Bisnis.com, JAKARTA - Direktur Eksekutif Institute for Essential Services Reform (IESR) Fabby Tumiwa menerangkan bahwa pengembangan pembangkit energi baru terbarukan di Indonesia masih tertatih-tatih. Sejumlah faktor dinilai menjadi sebab.
“Niat sudah ada tapi dalam pelaksanaannya masih tertatih-tatih. Kebijakan masih belum sinkron, karena terjebak dengan rezim fossil fuels. Kondisi pandemi juga membuat pemerintah jadi lebih berhati-hati membuat langkah-langkah yang radikal” katanya kepada Bisnis, Senin (7/3/2022).

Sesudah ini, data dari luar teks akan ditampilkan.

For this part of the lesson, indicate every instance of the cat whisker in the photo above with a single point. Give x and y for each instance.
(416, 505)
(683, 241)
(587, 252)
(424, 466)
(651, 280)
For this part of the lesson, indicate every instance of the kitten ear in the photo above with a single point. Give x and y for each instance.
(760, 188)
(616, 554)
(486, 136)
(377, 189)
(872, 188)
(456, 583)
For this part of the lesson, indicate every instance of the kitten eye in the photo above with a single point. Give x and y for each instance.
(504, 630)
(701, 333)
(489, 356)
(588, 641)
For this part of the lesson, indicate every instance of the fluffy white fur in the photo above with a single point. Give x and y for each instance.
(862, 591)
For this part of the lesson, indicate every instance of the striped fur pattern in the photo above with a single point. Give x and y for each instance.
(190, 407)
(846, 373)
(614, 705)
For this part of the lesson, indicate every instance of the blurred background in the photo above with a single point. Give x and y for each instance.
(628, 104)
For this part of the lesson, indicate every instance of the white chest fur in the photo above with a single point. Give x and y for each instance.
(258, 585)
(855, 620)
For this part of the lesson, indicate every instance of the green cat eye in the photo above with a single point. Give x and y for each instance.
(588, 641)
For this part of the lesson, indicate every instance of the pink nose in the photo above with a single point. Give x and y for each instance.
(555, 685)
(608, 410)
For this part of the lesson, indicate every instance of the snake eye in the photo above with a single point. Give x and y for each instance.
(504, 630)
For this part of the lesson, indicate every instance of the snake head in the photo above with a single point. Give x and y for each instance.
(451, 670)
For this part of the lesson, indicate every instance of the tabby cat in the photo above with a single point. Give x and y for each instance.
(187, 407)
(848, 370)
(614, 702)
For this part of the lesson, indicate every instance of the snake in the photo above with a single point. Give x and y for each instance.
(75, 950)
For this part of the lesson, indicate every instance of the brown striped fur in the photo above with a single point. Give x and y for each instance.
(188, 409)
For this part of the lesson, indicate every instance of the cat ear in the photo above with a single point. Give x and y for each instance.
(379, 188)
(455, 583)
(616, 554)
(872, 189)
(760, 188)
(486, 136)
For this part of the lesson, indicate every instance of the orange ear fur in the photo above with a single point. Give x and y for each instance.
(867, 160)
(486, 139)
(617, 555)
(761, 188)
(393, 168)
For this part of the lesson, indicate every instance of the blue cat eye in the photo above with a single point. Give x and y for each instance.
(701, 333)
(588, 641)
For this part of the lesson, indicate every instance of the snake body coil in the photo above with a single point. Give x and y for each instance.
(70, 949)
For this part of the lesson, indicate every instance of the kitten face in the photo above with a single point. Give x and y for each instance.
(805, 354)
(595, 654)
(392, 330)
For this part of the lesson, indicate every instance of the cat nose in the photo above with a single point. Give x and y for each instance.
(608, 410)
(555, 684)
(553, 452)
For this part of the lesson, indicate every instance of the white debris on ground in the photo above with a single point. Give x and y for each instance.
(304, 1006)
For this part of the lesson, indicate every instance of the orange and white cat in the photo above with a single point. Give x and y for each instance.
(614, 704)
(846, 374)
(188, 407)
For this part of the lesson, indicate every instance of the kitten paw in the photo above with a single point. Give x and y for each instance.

Kementerian ESDM mencatat bahwa total kapasitas terpasang energi baru terbarukan baru mencapai 11.157 megawatt (MW) pada 2021. Padahal target yang ditetapkan ada sebesar 11.357 MW. Tahun ini, kementerian membidik realisasi kapasitas terpasang EBT menyentuh 11.804 MW.
Menurutnya, subsidi energi fosil yang terus meningkat saban tahun menghambat pengembangan energi terbarukan. Pasalnya harga energi terbarukan harus bersaing dengan energi fosil yang disubsidi.

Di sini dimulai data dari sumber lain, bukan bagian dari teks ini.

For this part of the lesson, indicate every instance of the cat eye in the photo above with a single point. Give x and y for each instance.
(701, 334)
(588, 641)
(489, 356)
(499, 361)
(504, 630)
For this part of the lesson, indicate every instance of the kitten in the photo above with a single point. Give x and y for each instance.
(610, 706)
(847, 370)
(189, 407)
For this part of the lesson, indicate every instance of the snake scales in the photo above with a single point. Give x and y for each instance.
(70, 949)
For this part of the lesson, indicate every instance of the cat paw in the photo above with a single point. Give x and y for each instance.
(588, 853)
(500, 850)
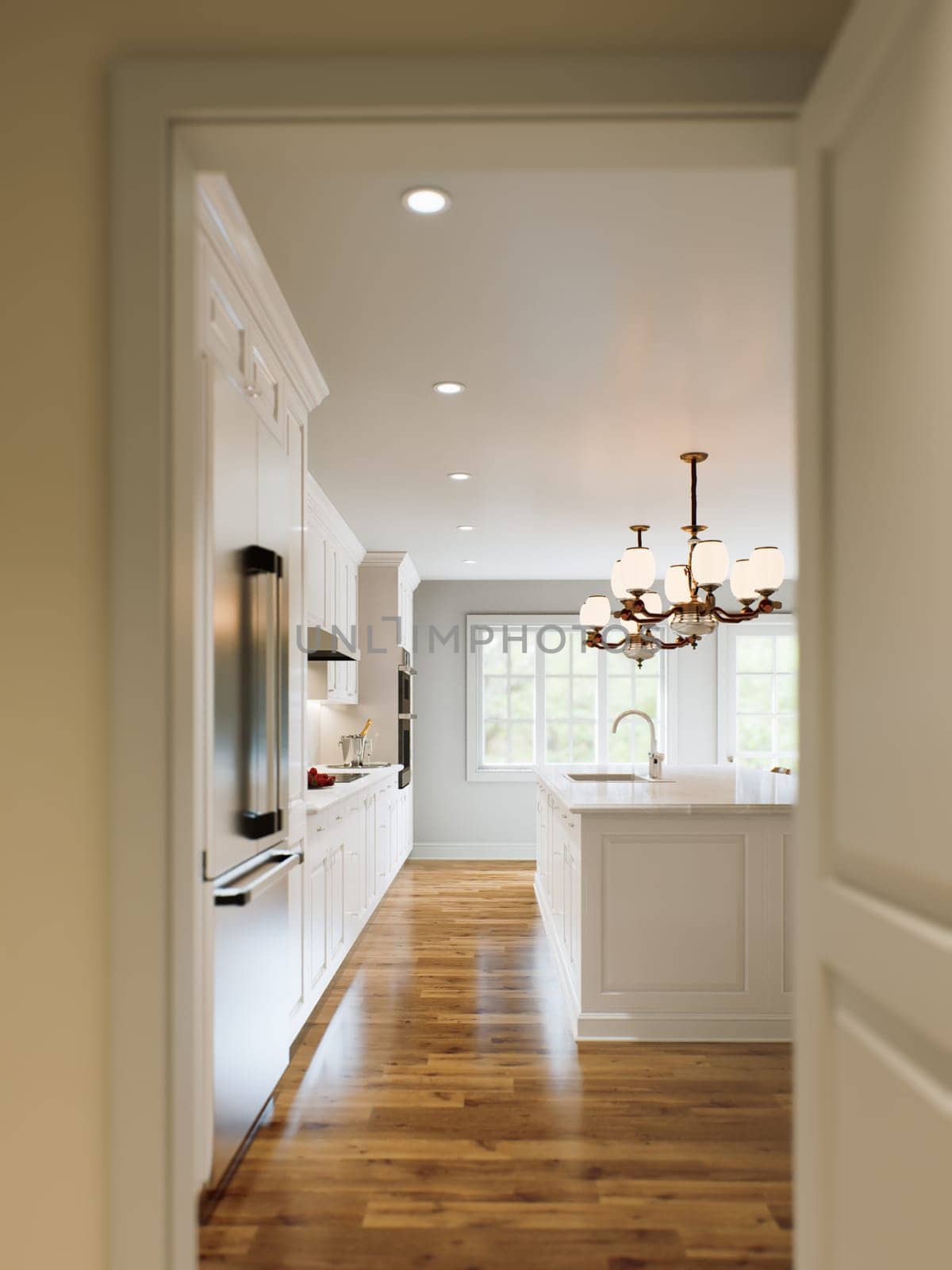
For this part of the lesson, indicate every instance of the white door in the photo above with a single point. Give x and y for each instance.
(873, 1006)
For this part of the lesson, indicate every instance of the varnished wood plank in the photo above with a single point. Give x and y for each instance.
(438, 1113)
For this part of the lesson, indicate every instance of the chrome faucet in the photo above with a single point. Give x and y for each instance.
(654, 759)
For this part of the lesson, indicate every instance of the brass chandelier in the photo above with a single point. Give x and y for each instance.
(689, 590)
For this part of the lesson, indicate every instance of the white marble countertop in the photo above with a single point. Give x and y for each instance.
(319, 800)
(685, 791)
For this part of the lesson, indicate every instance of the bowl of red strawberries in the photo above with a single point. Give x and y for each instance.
(319, 780)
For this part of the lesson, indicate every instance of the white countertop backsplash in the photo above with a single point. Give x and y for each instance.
(319, 800)
(685, 791)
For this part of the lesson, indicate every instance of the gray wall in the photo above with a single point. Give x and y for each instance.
(495, 819)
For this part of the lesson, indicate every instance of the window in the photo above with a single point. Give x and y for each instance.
(758, 683)
(536, 695)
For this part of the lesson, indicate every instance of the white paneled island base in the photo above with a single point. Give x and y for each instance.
(670, 906)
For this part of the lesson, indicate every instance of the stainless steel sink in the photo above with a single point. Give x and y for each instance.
(605, 776)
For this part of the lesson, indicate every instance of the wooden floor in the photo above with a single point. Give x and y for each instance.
(440, 1115)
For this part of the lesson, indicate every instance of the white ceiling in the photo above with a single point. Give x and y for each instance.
(603, 318)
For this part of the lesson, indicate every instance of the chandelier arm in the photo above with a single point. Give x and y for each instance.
(724, 616)
(679, 643)
(634, 614)
(746, 615)
(594, 641)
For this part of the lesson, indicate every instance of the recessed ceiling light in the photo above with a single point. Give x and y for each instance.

Di sisi lain, kebijakan domestic market obligation (DMO) batu bara, kata dia juga akan membuat PLN kian mengoptimalkan pemanfaatan PLTU dan menomorduakan energi terbarukan. Kata Fabby, perlu adanya koreksi atas kebijakan-kebijakan tersebut.

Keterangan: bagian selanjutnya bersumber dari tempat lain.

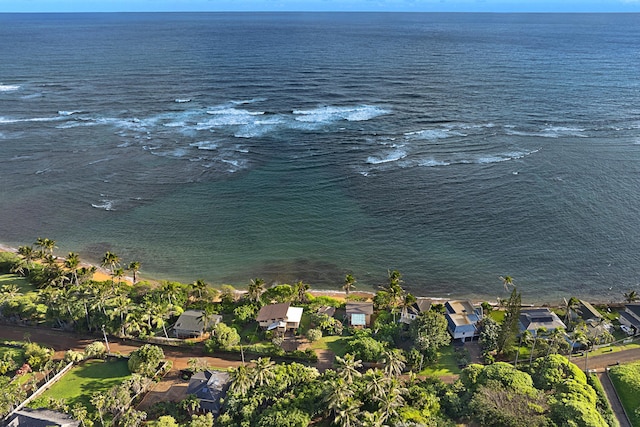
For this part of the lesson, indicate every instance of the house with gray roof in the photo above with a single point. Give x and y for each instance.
(41, 418)
(631, 316)
(533, 319)
(462, 319)
(209, 387)
(359, 313)
(190, 324)
(281, 317)
(409, 314)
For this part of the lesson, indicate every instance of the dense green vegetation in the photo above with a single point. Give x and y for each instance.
(626, 379)
(383, 375)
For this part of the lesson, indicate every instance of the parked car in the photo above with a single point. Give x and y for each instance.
(626, 329)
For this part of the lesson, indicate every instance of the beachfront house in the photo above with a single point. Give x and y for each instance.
(359, 314)
(209, 387)
(462, 319)
(281, 317)
(533, 319)
(190, 324)
(409, 314)
(631, 317)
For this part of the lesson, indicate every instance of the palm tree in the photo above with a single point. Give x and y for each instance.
(45, 244)
(376, 383)
(256, 288)
(263, 371)
(349, 283)
(240, 380)
(111, 261)
(394, 362)
(134, 267)
(539, 332)
(348, 367)
(199, 286)
(507, 281)
(301, 291)
(631, 296)
(71, 263)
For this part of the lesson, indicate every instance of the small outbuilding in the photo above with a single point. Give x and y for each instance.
(190, 324)
(209, 387)
(359, 313)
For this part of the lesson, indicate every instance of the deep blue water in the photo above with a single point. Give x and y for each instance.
(455, 148)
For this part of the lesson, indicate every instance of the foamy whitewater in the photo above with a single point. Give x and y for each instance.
(454, 148)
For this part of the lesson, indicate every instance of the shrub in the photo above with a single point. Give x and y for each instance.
(145, 360)
(73, 356)
(95, 350)
(314, 334)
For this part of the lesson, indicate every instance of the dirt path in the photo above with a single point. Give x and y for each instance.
(613, 399)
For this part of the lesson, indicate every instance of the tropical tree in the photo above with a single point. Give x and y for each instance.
(301, 289)
(134, 267)
(241, 380)
(507, 281)
(255, 290)
(263, 371)
(72, 263)
(510, 324)
(348, 367)
(631, 296)
(349, 283)
(111, 261)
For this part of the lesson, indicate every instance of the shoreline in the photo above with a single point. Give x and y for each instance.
(103, 274)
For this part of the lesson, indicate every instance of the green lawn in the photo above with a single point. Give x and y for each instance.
(334, 343)
(13, 279)
(626, 379)
(446, 365)
(81, 382)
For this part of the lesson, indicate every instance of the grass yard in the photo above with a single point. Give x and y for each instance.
(13, 279)
(334, 343)
(626, 380)
(447, 364)
(81, 382)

Bahkan dengan harga energi fossil hari ini, semua harga energi ET dari teknologi yang komersial saat ini disebut sudah bersaing dengan harga listrik PLTU. Hal ini berlaku apabila batu bara tidak disubsidi.
Baca Juga
“Dengan [asumsi] harga batu bara rata-rata US$150/ton, maka harga listrik dari PLTU sudah di atas Rp1600/kWh. Padahal PLTS + storage, bisa lebih murah dari pada harga tersebut. Demikian juga dengan listrik dari PLTP.”
Di sisi lain, IESR menilai kunci akselerasi pengembangan EBT adalah kemauan kuat atau political will dari pemerintah. Presiden dan para jajarannya disebut perlu segera mengembangkan energi terbarukan secara cepat. Sekaligus menetapkan target mengurangi ketergantungan pada energi fosil dalam sedekade ke depan.